The TUC has today (Wednesday) set out how the UK can recover from the coronavirus economic crisis, stop the despair of mass unemployment and set working families on a path to prosperity.
Alongside the report, the TUC publishes analysis showing that the fastest recoveries from economic crises in UK history were based on investment for growth, not cuts to services, deregulation and tax breaks for millionaires and bosses.
75 years on from VE Day, the UK should emulate the post-war recovery
TUC analysis shows that the decade of investment for growth (1947-57) that followed World War Two achieved an average growth rate of 3.3%. But the decade of cuts (2009-19) that followed the bankers’ crisis achieved average growth of just 1.9%.
These examples are part of a wider pattern for the UK’s responses to economic crises over the last century. The UK recovers better and faster when the approach is investment for growth, prioritising workers’ wages, strong public services, a decent safety net and building the capacity of both private and public sectors.

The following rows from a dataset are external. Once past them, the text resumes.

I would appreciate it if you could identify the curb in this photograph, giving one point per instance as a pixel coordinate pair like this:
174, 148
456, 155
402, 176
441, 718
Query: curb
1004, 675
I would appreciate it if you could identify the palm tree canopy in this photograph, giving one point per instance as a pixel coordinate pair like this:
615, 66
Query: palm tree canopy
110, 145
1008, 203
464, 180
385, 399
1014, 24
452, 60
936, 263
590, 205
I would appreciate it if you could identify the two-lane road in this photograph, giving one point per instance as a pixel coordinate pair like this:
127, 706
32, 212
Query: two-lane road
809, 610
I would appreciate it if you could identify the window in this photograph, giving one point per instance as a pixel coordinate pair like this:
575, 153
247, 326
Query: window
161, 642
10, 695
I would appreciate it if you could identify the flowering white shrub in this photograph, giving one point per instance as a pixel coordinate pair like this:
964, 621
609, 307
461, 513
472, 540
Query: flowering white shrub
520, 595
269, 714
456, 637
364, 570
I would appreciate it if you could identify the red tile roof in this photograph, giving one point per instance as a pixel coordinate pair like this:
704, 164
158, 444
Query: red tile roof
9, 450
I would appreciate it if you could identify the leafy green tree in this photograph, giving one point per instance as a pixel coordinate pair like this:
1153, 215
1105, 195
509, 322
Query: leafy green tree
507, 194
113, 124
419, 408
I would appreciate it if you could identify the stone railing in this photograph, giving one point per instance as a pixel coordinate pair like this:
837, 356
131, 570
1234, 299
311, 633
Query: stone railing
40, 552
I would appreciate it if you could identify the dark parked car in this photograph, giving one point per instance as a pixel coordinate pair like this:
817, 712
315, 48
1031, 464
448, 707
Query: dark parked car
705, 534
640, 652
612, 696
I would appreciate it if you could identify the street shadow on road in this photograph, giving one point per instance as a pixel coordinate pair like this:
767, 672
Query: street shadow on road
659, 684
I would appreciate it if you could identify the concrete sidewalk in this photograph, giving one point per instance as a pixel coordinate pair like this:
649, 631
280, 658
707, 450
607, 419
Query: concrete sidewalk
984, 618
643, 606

Approaches based on cuts to spending only serve to hold back the whole economy. This can be seen not only during 2009-2019, but also during 1921-31, when severe cuts meant growth averaged just 1.9%.
In both 1921-1931 and 2009-2019, slow growth led to higher national debt. By contrast, periods of recovery based on investment for growth have reduced national debt, because they are successful at generating broad growth and making the country wealthier.
A plan to get Britain growing out of the crisis – and stop mass unemployment
The pandemic alone did not cause this economic crisis. It was made worse by a decade of austerity and failure to strengthen the UK’s economy. Choosing the wrong approach to recovery now risks embedding low growth, long-term unemployment and all the social ills that go alongside.
An investment for growth approach means taking action on six key areas:
- Decent work and a new way of doing business: New business models based on fairer employment relationships. A fairer share for workers of the wealth they create, with a higher minimum wage and new collective bargaining rights.
- Sustainable industry: Economic stimulus for a just transition to net zero carbon. Rebuilding the UK’s industrial capacity with modern tech and training in new skills.
- A real safety net: Reforms to social security to provide help faster and prevent poverty. A job guarantee scheme so everyone can work and long-term unemployment does not take hold.
- Rebuilding public services: Bringing our public services back to full strength, with decent pay for those who looked after us in the crisis, and a new focus on good jobs and direct employment in social care.
- Equality at work: Specific actions to make sure women, disabled people and BME groups do not suffer disproportionately from the impact of the coronavirus recession.
- International solidarity: New international rules must prioritise decent jobs and public services for all.
The evidence from the post-war recovery is that this investment for growth recovery plan can pay for itself. Millions of working families with higher disposable income create the economic demand needed for strong growth and healthy public finances. Stronger public services and an effective safety net will support people to start and grow businesses, and will better protect against a future pandemic.
TUC General Secretary Frances O’Grady said:
“The UK’s weak economy and ten years of cuts left our country unprepared for coronavirus. Only the dedication of millions of individual workers kept our country going.
“Let’s learn the lesson. Together, we can work our way safely out of this recession. Let’s make sure everyone has a decent job, with fair pay and security for their family. Let’s thank our key workers with the pay rise they have earned. And let’s not consign millions of our fellow citizens to the despair of unemployment.
“Today the TUC publishes our plan for recovery. At its heart is good jobs. Jobs in a reborn UK manufacturing sector. Jobs in a social care sector finally getting some respect. Jobs in the green tech of the future. Let’s rebuild our country through hard work, determination and investment in all our futures – not cuts to spending, deregulation and tax breaks for millionaires and bosses.”
“Seventy-five years ago, Britain was bloodied, battered – and broke. Yet after the war Britain’s economy grew faster than ever before. We did it not by pay freezes and cuts, but making the priority decent jobs for everyone, new homes, infrastructure and a new national health service.
“So let’s channel the spirit of 1945. Coronavirus doesn’t have to equal mass unemployment and a poorer, meaner country. We can do what the post-war generation did: grow our way out of this crisis and build a better life for everyone.”